Apple, Amazon, and others band together at COP26 to create a market for low-carbon technologies

By Stephanie Mehta

November 04, 2021

A group of corporations, including Apple, Amazon, Bank of America, Delta Air Lines, and United Airlines, have committed to create a market for emerging low-carbon technologies in an effort to stoke innovation in areas such as sustainable fuels, electric vehicles, and other low-emissions technologies.

The announcement is the latest corporate pledge to come out of COP26, the United Nations global warming conference in Glasgow. Earlier this week a group of banks and insurers managing $130 trillion said they would commit to targets to deliver their “fair share of 50% emission reductions this decade.”

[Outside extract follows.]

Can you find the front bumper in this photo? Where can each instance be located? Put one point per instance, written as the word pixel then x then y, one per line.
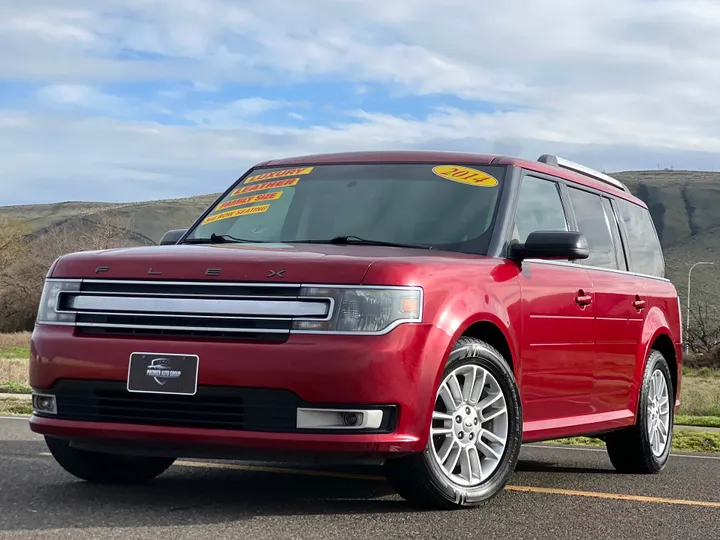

The coalition is a partnership of the World Economic Forum and U.S. climate envoy John Kerry.

“We won’t solve it only with governments,” says Antonia Gawel, head of the climate action platform for the World Economic Forum. “We won’t solve it only through private action. We need kind of both, and we need collaboration between the two.”

Gawel notes that the goal of limiting global temperature increase to less than 1.5 degrees Celsius, or 2.7 degrees Fahrenheit (scientists say if temperatures rise above that threshold a global warming crisis with deadly heat waves and food shortages becomes likely), can only be reached with the development of new decarbonizing technologies.

The new group, dubbed the First Movers Coalition, can help create demand for these emerging products by committing to buy zero-emission goods and services. Each member of the coalition has made at least one purchasing agreement.

Potential technologies the coalition members can agree to purchase include sustainable aviation fuels, zero-emission heavy-duty vehicles, and near-zero emissions steel.